## Processing annotated documents from Inception tool to BIO tag format for NER and mask IDs

In [None]:
import json
import os

# Define the label combination mapping
label_combination_mapping = {
    'Address': ['City', 'Place', 'Territory', 'Postcode', 'Country', 'Other:address', 'Unresolved address'],
    'Amount': ['Value', 'Unit'],
    'Other:ID': ['Document ID'],
    'Person': ['Family name', 'Given name', 'Initial name', 'Role', 'Profession', 'Unresolved name', 'Other name', 'Title', 'Given name-male', 'Given name-female'],
    'Date': ['Day', 'Month', 'Year', 'Standard abbreviation', 'Day of Week', 'Other:date', 'Unresolved:date', 'Calander event'],
    'Relation': ['Family relation', 'Professional relation', 'Social relation'],
    # Add other combinations as needed
}

def map_label(label):
    for combined_label, sub_labels in label_combination_mapping.items():
        if label in sub_labels:
            return combined_label
    return label  # Return the original label if no combination is found

def extract_tokens_tags_and_custom_ids(data, annotator):
    document_text = next((item for item in data['%FEATURE_STRUCTURES'] if item['%TYPE'] == 'uima.cas.Sofa'), {}).get('sofaString', '')

    tokens = []
    sentences = []
    named_entities = []
    custom_masking = []

    # Extract tokens, sentences, and custom masking information
    for item in data['%FEATURE_STRUCTURES']:
        if item['%TYPE'] == 'de.tudarmstadt.ukp.dkpro.core.api.segmentation.type.Token':
            tokens.append({
                'begin': item['begin'],
                'end': item['end'],
                'text': document_text[item['begin']:item['end']],
                'ner_tag': 'O',  # Default NER tag
                'mask_id': 'O'  # Default for tokens not matching any mask
            })
        elif item['%TYPE'] == 'de.tudarmstadt.ukp.dkpro.core.api.segmentation.type.Sentence':
            sentences.append({
                'begin': item['begin'],
                'end': item['end'],
                'tokens': []
            })
        elif item['%TYPE'] == 'de.tudarmstadt.ukp.dkpro.core.api.ner.type.NamedEntity':
            value = item.get('value')
            if value:
                parts = value.split(':')
                if len(parts) > 2:
                    english_tag = ':'.join(parts[:2]).strip()
                else:
                    english_tag = parts[0].strip()
                combined_tag = map_label(english_tag)
                named_entities.append({
                    'begin': item['begin'],
                    'end': item['end'],
                    'value': combined_tag
                })
        elif item['%TYPE'] == 'webanno.custom.Masking':
            identifiers = item.get('identifiers')
            if identifiers:
                custom_masking.append({
                    'begin': item['begin'],
                    'end': item['end'],
                    'identifiers': identifiers
                })

    # Sort named entities by begin position and then by end position descending
    named_entities.sort(key=lambda x: (x['begin'], -x['end']))

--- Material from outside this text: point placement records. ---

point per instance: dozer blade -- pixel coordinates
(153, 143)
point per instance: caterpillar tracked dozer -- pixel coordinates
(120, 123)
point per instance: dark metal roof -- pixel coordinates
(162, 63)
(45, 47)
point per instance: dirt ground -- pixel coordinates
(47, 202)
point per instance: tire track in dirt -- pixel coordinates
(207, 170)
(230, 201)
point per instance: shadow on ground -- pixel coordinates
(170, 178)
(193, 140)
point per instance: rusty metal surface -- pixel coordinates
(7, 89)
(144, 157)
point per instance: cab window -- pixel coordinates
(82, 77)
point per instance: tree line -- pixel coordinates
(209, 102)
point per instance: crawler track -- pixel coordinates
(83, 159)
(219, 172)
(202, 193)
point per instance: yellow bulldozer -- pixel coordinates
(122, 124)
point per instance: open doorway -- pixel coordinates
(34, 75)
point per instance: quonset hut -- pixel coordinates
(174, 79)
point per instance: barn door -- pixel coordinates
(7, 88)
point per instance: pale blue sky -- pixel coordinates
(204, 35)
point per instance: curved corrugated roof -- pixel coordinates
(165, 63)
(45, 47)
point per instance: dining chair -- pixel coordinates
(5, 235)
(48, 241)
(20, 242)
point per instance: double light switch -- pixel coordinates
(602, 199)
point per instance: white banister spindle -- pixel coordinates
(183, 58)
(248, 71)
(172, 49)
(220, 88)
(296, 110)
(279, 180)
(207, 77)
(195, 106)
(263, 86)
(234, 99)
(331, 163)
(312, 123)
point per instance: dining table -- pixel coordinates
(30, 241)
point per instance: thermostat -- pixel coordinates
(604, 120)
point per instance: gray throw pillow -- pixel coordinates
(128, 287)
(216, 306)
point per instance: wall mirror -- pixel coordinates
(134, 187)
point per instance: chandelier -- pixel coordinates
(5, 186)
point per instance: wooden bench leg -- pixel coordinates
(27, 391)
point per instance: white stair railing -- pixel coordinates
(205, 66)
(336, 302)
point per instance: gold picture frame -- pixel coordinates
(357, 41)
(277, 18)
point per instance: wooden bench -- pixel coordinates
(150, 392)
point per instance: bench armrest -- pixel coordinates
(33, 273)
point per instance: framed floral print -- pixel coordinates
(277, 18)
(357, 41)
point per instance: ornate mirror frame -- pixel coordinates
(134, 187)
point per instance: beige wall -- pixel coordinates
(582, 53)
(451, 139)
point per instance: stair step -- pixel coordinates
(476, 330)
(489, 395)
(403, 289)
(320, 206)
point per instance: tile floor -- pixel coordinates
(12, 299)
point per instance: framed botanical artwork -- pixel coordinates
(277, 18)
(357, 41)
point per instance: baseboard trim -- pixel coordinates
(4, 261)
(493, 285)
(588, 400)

    # Assign tokens to sentences
    for token in tokens:
        for sentence in sentences:
            if sentence['begin'] <= token['begin'] < sentence['end']:
                sentence['tokens'].append(token)
                break

    # Assign BIO tags to tokens for named entities
    for sentence in sentences:
        for token in sentence['tokens']:
            for ne in named_entities:
                if ne['begin'] <= token['begin'] < ne['end']:
                    prefix = "B-" if token['begin'] == ne['begin'] else "I-"
                    token['ner_tag'] = f"{prefix}{ne['value']}"
                    break

    # Assign custom identifiers to tokens using BIO tag format
    for token in tokens:
        matched = False
        for mask in custom_masking:
            if mask['begin'] <= token['begin'] < mask['end']:
                prefix = "B-" if token['begin'] == mask['begin'] else "I-"
                if mask['identifiers'] == 'Direct_id' or mask['identifiers'] == 'Indirect_id':
                    token['mask_id'] = f"{prefix}mask"
                else:
                    token['mask_id'] = f"{prefix}nomask"
                matched = True
                break
        if not matched:
            token['mask_id'] = 'O'  # Default to 'O' if no masks match

    # Debug: Print token information to check BIO tag assignments
    # for token in tokens:
    #     print(f"Token: {token['text']}, NER Tag: {token['ner_tag']}, Mask ID: {token['mask_id']}")

    # Prepare final output structure
    output_data = []
    for sentence in sentences:
        words = [token['text'] for token in sentence['tokens']]
        ner_tags = [token['ner_tag'] for token in sentence['tokens']]
        mask_ids = [token['mask_id'] for token in sentence['tokens']]
        output_data.append({'words': words, 'ner': ner_tags, 'mask_ids': mask_ids, 'annotator': annotator})

    return output_data

def process_files_in_directory(input_directory, output_directory):
    # Ensure output directory exists
    if not os.path.exists(output_directory):
        os.makedirs(output_directory)

    # Walk through all files in the input directory
    for root, dirs, files in os.walk(input_directory):
        for file in files:
            annotator = 'unknown'
            if 'gold_standard' in root and file.endswith('.json'):
                annotator = 'gold_standard'
            elif 'annotator_1' in root and file.endswith('harshal.vilas.tarmale.json'):
                annotator = '1'
            elif 'annotator_2' in root and file.endswith('harshith.srinivas.json'):
                annotator = '2'
            else:
                continue  # Skip files that do not match the criteria

            input_path = os.path.join(root, file)
            with open(input_path, 'r', encoding='utf-8') as infile:
                data = json.load(infile)
                output_data = extract_tokens_tags_and_custom_ids(data, annotator)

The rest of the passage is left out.